At Devoxx Poland 2022, Bartosz de Boulange, a Java developer at BGŻ BNP Paribas, Poland’s national development bank, delivered an insightful presentation on Hibernate Search, a powerful tool that seamlessly integrates traditional Object-Relational Mapping (ORM) with NoSQL databases like Elasticsearch. Bartosz’s talk focused on enabling full-text search capabilities within SQL-based applications, offering a practical solution for developers seeking to enhance search functionality without migrating entirely to a NoSQL ecosystem. Through a blend of theoretical insights and hands-on coding demonstrations, he illustrated how Hibernate Search can address complex search requirements in modern applications.

The Power of Full-Text Search

Bartosz began by addressing the challenge of implementing robust search functionality in applications backed by SQL databases. For instance, in a bookstore application, users might need to search for specific phrases within thousands of reviews. Traditional SQL queries, such as LIKE statements, are often inadequate for such tasks due to their limited ability to handle complex text analysis. Hibernate Search solves this by enabling full-text search, which includes character filtering, tokenization, and normalization. These features allow developers to remove irrelevant characters, break text into searchable tokens, and standardize data for efficient querying. Unlike native SQL full-text search capabilities, Hibernate Search offers a more streamlined and scalable approach, making it ideal for applications requiring sophisticated search features.

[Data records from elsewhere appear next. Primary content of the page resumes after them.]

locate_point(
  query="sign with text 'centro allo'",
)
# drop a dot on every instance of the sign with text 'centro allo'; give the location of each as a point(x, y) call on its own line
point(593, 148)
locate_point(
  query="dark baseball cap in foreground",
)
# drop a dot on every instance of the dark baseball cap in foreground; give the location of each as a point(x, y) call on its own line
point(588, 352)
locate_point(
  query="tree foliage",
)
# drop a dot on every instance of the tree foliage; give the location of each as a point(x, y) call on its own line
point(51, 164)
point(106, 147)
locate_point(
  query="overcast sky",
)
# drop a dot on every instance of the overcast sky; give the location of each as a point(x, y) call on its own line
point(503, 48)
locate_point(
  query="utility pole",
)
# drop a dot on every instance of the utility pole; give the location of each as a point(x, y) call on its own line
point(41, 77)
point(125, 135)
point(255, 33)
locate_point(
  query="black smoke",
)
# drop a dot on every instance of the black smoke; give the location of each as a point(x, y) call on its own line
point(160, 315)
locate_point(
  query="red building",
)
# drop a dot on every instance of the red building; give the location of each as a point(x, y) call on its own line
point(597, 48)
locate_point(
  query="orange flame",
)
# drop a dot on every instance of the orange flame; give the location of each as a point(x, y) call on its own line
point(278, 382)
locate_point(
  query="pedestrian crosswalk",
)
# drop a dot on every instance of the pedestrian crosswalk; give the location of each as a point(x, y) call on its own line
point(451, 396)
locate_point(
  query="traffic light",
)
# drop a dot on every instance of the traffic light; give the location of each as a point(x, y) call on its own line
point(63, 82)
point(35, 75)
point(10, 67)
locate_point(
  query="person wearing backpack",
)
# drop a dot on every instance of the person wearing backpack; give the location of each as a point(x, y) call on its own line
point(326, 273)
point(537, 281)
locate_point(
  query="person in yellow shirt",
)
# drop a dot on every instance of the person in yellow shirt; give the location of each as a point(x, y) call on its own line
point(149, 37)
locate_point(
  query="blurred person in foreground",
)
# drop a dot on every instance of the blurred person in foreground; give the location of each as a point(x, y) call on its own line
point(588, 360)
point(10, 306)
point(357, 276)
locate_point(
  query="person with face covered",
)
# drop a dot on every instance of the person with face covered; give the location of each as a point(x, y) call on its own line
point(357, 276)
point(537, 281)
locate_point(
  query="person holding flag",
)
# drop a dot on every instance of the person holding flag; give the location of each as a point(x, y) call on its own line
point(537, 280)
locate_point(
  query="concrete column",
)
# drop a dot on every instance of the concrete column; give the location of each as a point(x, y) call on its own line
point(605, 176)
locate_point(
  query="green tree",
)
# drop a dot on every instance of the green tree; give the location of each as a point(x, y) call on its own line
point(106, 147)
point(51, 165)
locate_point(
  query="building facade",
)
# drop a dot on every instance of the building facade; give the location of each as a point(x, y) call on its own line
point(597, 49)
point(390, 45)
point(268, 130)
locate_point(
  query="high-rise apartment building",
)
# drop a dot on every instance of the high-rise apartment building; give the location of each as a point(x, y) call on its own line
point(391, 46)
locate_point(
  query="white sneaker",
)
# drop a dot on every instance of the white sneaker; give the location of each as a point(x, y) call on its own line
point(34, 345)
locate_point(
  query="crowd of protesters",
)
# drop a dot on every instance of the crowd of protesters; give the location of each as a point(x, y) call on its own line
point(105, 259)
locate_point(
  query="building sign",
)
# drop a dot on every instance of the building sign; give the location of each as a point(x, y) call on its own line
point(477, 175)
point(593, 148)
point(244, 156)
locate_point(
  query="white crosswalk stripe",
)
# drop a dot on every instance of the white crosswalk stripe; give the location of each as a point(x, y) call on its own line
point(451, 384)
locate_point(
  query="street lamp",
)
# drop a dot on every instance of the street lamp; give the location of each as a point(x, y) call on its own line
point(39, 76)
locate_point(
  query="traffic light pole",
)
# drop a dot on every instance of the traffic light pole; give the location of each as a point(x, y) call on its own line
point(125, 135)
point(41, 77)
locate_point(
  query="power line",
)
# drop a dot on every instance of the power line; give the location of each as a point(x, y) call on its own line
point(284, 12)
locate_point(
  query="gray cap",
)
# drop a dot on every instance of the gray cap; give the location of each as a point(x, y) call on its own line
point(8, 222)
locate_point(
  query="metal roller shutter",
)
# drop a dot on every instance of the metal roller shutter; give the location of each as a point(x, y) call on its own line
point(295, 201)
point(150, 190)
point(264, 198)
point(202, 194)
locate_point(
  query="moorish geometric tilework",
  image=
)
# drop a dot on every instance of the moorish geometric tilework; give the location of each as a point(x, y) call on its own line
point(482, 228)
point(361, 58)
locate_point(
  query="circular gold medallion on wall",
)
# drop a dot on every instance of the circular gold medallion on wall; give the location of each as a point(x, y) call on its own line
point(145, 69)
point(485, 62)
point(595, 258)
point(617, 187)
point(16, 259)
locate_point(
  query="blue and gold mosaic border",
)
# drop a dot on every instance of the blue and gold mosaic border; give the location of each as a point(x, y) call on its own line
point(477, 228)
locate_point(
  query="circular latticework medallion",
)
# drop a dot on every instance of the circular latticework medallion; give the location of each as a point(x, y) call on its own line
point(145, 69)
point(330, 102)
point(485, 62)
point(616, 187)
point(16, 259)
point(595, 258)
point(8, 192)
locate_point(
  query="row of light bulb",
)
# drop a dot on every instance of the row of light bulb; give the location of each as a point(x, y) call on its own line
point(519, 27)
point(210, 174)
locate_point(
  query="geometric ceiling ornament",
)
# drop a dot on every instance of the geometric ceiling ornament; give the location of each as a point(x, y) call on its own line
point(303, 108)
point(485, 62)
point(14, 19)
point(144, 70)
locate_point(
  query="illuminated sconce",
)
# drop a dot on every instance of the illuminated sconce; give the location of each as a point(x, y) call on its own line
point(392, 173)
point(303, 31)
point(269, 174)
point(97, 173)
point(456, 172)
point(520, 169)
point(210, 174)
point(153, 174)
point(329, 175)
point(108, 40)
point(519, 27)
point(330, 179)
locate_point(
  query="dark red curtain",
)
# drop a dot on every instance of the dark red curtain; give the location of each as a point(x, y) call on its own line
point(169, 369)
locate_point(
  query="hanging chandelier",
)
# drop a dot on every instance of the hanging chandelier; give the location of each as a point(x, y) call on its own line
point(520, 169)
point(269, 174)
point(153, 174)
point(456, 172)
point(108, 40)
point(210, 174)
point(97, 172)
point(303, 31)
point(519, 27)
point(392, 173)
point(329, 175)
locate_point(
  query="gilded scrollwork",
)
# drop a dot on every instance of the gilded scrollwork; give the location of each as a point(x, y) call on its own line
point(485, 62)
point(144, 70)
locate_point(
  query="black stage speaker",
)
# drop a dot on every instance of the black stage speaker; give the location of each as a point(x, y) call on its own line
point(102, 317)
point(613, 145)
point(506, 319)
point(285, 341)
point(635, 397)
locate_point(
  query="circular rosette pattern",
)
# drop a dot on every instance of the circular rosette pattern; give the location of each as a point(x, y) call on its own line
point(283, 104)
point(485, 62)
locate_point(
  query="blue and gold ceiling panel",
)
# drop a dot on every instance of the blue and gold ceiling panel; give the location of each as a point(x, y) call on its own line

Integrating Hibernate with Elasticsearch

The core of Bartosz’s presentation was a step-by-step guide to integrating Hibernate Search with Elasticsearch. He outlined five key steps: creating JPA entities, adding Hibernate Search dependencies, annotating entities for indexing, configuring fields for NoSQL storage, and performing initial indexing. By annotating entities with @Indexed, developers can create indexes in Elasticsearch at application startup. Fields are annotated as @FullTextField for tokenization and search, @KeywordField for sorting, or @GenericField for basic querying. Bartosz emphasized the importance of the @FullTextField, which enables advanced search capabilities like fuzzy matching and phrase queries. His live coding demo showcased how to set up a Docker Compose file with MySQL and Elasticsearch, configure the application, and index a bookstore’s data, demonstrating the ease of integrating these technologies.

Scalability and Synchronization Challenges

A significant advantage of using Elasticsearch with Hibernate Search is its scalability. Unlike Apache Lucene, which is limited to a single node and suited for smaller projects, Elasticsearch supports distributed data across multiple nodes, making it ideal for enterprise applications. However, Bartosz highlighted a key challenge: synchronization between SQL and NoSQL databases. Changes in the SQL database may not immediately reflect in Elasticsearch due to communication overhead. To address this, he introduced an experimental outbox polling coordination strategy, which uses additional SQL tables to maintain update order. While still in development, this feature promises to improve data consistency, a critical aspect for production environments.

Practical Applications and Benefits

Bartosz demonstrated practical applications of Hibernate Search through a bookstore example, where users could search for books by title, description, or reviews. His demo showed how to query Elasticsearch for terms like “Hibernate” or “programming,” retrieving relevant results ranked by relevance. Additionally, Hibernate Search supports advanced features like sorting by distance for geolocation-based queries and projections for retrieving partial documents, reducing reliance on the SQL database for certain operations. These capabilities make Hibernate Search a versatile tool for developers aiming to enhance search performance while maintaining their existing SQL infrastructure.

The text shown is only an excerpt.